What I would like to know is If I normalize the data in the training and I send a new instance with new data to do the prediction, how is normalized this data?

¿Maybe in the Tensorflow Data Pipeline? The variables to do the normalization are saved in some place?

In summary: I'm looking for a way to normalize the inputs for my model and then that the new instances also become standardized.

Answer

Lak picture Lak · Sep 29, 2017

First of all, you don't really need tf.transform for this. All you need to do is to write a function that you call from both the training/eval input_fn and from your serving input_fn.

For example, assuming that you've used Pandas on your whole dataset to figure out the min and max

def add_engineered(features):
  min_x = 22
  max_x = 43
  features['x'] = (features['x'] - min_x) / (max_x - min_x)
  return features

Then, in your input_fn, wrap the features you return with a call to add_engineered:

def input_fn():
  features = ...
  label = ...
  return add_engineered(features), label

and in your serving_input fn, make sure to similarly wrap the returned features (NOT the feature_placeholders) with a call to add_engineered:

def serving_input_fn():
    feature_placeholders = ...
    features = feature_placeholders.copy()
    return tf.estimator.export.ServingInputReceiver(
         add_engineered(features), feature_placeholders)

Now, your JSON input at prediction time would only need to contain the original, unscaled values.

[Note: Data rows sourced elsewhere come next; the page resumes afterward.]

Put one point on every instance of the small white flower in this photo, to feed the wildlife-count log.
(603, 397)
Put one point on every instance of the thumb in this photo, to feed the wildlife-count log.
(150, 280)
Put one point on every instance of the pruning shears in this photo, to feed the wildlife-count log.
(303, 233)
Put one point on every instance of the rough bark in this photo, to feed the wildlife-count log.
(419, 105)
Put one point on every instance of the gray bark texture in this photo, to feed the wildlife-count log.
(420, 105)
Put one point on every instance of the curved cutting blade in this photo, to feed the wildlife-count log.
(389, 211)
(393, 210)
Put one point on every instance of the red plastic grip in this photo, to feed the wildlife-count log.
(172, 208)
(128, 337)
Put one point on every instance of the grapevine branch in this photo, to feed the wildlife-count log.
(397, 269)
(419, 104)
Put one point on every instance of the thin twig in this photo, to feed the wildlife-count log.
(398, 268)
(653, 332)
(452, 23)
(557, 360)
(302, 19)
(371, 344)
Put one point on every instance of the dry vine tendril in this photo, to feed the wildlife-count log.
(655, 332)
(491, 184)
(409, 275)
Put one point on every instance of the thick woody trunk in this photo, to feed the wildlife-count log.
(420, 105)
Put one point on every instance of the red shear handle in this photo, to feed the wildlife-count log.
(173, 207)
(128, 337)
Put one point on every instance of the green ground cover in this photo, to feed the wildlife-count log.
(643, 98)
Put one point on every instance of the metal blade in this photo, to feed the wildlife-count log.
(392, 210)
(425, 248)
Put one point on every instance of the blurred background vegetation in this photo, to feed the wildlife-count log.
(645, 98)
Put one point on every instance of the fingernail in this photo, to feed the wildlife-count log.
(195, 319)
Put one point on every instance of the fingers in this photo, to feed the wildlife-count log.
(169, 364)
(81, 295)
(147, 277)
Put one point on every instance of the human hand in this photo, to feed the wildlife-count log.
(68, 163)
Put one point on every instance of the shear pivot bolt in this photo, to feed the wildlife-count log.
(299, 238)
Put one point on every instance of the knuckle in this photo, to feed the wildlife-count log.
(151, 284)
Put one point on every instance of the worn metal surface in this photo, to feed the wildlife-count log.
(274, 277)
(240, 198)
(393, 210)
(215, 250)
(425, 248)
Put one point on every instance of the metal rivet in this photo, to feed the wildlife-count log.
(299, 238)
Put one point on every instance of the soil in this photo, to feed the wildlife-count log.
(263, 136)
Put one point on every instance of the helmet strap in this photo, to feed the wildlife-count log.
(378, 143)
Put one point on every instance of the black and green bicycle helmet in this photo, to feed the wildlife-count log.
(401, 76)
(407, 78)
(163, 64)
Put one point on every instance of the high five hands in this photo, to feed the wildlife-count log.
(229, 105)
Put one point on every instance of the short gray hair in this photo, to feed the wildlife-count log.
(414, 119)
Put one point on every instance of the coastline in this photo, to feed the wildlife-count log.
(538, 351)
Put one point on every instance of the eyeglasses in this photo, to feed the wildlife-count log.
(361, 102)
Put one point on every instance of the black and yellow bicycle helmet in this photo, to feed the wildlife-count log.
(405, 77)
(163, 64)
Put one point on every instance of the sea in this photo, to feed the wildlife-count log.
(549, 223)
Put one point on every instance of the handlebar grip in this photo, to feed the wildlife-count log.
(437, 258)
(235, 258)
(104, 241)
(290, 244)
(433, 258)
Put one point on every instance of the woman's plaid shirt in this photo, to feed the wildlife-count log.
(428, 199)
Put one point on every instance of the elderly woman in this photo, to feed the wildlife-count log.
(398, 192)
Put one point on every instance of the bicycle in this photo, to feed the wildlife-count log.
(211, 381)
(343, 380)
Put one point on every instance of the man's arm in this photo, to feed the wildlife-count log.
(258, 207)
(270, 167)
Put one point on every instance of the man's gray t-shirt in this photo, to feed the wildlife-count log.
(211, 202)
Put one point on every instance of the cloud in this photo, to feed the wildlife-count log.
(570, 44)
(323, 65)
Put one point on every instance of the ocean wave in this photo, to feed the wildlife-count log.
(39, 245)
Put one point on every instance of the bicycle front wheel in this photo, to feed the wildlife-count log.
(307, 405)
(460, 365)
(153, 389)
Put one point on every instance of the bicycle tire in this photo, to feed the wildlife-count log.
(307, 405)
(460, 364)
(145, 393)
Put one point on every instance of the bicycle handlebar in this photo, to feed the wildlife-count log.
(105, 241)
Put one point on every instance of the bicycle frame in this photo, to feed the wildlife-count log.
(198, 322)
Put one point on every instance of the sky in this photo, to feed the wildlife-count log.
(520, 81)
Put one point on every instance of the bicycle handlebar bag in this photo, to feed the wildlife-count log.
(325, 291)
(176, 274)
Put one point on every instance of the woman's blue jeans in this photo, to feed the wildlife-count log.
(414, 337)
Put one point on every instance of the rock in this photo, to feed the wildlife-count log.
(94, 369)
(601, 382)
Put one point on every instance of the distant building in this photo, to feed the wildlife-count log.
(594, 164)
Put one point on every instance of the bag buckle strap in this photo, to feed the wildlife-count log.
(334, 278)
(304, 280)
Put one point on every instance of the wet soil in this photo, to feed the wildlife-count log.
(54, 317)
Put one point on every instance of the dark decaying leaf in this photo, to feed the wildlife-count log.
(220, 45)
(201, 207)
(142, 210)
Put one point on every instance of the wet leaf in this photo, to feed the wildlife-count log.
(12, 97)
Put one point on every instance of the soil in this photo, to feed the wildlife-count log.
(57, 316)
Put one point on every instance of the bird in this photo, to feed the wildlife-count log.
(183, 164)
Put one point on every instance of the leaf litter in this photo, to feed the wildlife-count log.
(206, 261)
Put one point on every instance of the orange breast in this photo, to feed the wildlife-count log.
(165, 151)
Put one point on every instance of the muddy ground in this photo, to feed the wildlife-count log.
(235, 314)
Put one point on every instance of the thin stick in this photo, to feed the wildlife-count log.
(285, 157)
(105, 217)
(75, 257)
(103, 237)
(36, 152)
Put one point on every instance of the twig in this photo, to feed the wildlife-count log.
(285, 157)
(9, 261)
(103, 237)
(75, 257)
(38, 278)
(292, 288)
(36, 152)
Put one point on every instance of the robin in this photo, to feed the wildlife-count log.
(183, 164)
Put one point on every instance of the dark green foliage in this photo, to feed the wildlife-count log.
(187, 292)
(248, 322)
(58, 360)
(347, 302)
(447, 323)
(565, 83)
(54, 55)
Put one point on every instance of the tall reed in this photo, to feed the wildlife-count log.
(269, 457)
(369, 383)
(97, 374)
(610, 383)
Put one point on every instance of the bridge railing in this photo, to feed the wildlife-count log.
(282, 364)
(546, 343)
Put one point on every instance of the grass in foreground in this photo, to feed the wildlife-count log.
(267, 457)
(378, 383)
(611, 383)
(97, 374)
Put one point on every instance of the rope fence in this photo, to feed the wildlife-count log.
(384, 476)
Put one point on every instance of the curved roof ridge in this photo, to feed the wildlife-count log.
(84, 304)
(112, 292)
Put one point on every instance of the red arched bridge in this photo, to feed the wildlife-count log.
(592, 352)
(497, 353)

Here's a complete working example of this approach.

https://github.com/GoogleCloudPlatform/training-data-analyst/blob/master/courses/machine_learning/feateng/taxifare/trainer/model.py#L130

tf.transform provides for a two-phase process: an analysis step to compute the min, max and a graph-modification step to insert the scaling for you into your TensorFlow graph. So, to use tf.transform, you first need to write a Dataflow pipeline does the analysis and then plug in calls to tf.scale_0_to_1 inside your TensorFlow code. Here's an example of doing this:

https://github.com/GoogleCloudPlatform/cloudml-samples/tree/master/criteo_tft

The add_engineered() approach is simpler and is what I would suggest. The tf.transform approach is needed if your data distributions will shift over time, and so you want to automate the entire pipeline (e.g. for continuous training).